Second, under Article 2, the CNIPA may incorrectly reject a bioinformatics patent claim because the claim does not have technical claim features that contribute to solving the technical problem or producing the technical effect. This may occur if the CNIPA incorrectly excluded claim features as being non-technical. Patent applicants can rebut this argument by explicitly reciting features (e.g., aligning gene sequences) that define how the technical problem is solved or the technical effect is produced. Such rebuttal should be argued from the perspective of a person of ordinary skill in the art.
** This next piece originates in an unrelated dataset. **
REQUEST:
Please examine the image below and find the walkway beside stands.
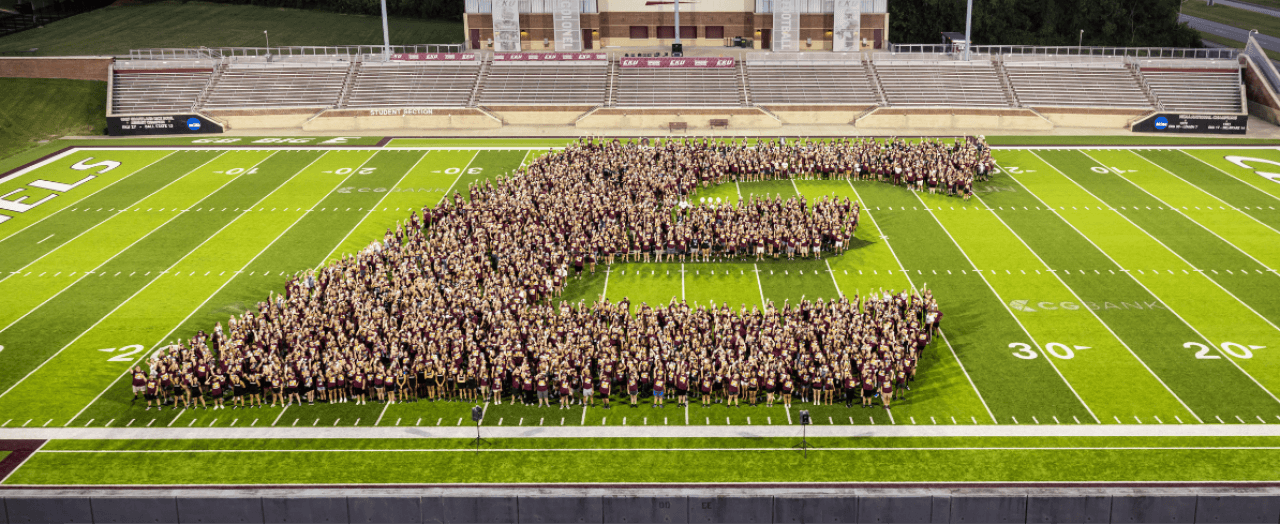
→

Third, under Article 25, the CNIPA may incorrectly reject a bioinformatics patent claim because the claim involves a diagnostic method. For example, a bioinformatics patent claim may be directed to a method for diagnosing whether a particular genetic variant is benign or pathogenic. But, the CNIPA may fail to distinguish between different types of diagnostic claims. A diagnostic claim (1) practiced on a human or animal body, or (2) where its immediate purpose is to obtain a diagnostic result of a disease or health condition is patent ineligible. On the other hand, a diagnostic claim is patent eligible where a portion of the recited technical steps are not practiced on a human or animal body and its immediate purpose is not to obtain a diagnostic result. One way patent applicants can argue that a claim involving a diagnostic method is patent eligible is to recite a technical step that is, for example, performed in vitro. Patent applicants should be cognizant that reciting an in vitro step may give rise to potential divided infringement issues, especially for bioinformatics patent applications having clinical applications.
Fourth, under Article 25, the CNIPA may incorrectly reject a bioinformatics patent claim because the claim has been mischaracterized as being directed to a diagnostic method. The CNIPA may fail to distinguish between a “true” diagnostic method claim (which is generally considered patent ineligible) and a claim related to a diagnostic method (which is generally considered patent eligible). For example, a claim involving instruments or apparatuses for implementing diagnostic methods or treatment, or substances/materials used in such methods, is patent eligible. Thus, one way patent applicants can argue that a bioinformatics claim related to a diagnostic method is patent eligible is to recite the instruments or apparatuses for implementing the diagnostic method or the substances or materials used in the diagnostic method.
[1] Article 2 of the Patent Law, www.wipo.int/edocs/lexdocs/laws/en/cn/cn028en.pdf
[2] Article 25 of the Patent law, www.wipo.int/edocs/lexdocs/laws/en/cn/cn028en.pdf
This article appeared in the December issue of Global Patent Prosecution.